Playing a variety of guitars over a breathtaking sound system, he noisily yet carefully knocked out 25 songs from his rock years for the amusement of 150 docile guests. Predictably, the thirty- and fortysomethings were his loudest fans, while most of those outside the target demo tuned out and looked politely bored after the initial novelty had worn off. This seemed to me both funny and depressing.

Nothing seemed to depress Elvis. He bantered just enough, served up two requests, and mugged with the same wry, bemused look he trains on everything that appears to compromise his legendary integrity. He even amended the name in "Alison" to the birthday girl's own. Afterward, he posed for snapshots with the hosts and then vanished.

How do you get Elvis to play at your house? By paying him a lot of money. Anyone can well afford to look wry and bemused when making $1,000.00 a minute. (This preposterous figure is merely my estimate, and it doesn't reflect anything anyone told me -- except one guest, a former music biz guy who'd heard such gigs can fetch $200K.)

Elvis's deal forbade photos and recordings of any kind, but dozens of phones captured fuzzy images of the formerly angry young man.



It's hard to process an event like this. On the one hand, it's undeniably exciting to stand ten feet from a guy whose first album dominated my ears for several months in 1977, watching and hearing him play songs that used to mean a lot to me. (I was stuck on three of his subsequent records too.) And of course I was happy to have been invited, to have been there for such a weird scene. But if any of Manhattan's energy still derives from the unusual proximity of high and low culture (the way it used to before the rise of the freakish, isolated ultrarich class), that juxtaposition is an awkward place ... like the grinding edge of the San Andreas Fault. Caught between, no place to stand as the ledge shears away, and ever mindful of the hot magma future incinerating loose ends. Nothing evokes youth and its discontents like the music of long-gone malcontents, and few things cast one's accomplishments into a harsher light than exposure to the achievements or inheritances of others. Though I know comparison is not merely odious but idiotic, knowing isn't quite doing.

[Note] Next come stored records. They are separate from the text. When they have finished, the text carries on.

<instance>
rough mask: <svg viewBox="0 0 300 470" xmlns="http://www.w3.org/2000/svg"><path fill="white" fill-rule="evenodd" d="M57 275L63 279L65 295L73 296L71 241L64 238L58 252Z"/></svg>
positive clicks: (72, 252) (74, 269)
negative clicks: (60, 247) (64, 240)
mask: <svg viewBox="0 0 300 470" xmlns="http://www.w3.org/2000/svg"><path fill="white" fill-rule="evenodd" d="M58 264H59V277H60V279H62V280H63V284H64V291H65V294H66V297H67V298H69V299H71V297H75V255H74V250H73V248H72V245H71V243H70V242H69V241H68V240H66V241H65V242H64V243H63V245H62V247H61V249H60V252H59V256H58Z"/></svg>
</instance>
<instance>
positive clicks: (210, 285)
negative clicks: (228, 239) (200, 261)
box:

Oh, boo-hoo. I got to drink champagne and ride my sexy antique bike home through Central Park.

1 comment:

Lord Zim said...

I didn't want to clutter up the post with evidence of my trainspotting, but this is a good place to list the songs:

Accidents Will Happen
Red Shoes
Down in the Blue Chair
I Hear a Melody (1975, unrecorded)
Blue Minute (unrecorded)
Veronica
White Lies
I Don't Wanna Go to Chelsea
Green Shirt
New Amsterdam - You've Got to Hide Your Love Away
Take It or Leave It (Rolling Stones cover)
Watching the Detectives
Almost Blue
Less than Zero
Indoor Fireworks
Radio Sweetheart
God's Comic
(What's so Funny 'Bout) Peace Love and Understanding?
Oliver's Army
Mystery Dance
Monkey to a Man
Pump it Up
Alison - encore 1
Every Day I Write - encore 2

OK, that's 24, but I was counting the New Amsterdam - You've Got to Hide Your Love Away medley as two, which is a debatable point.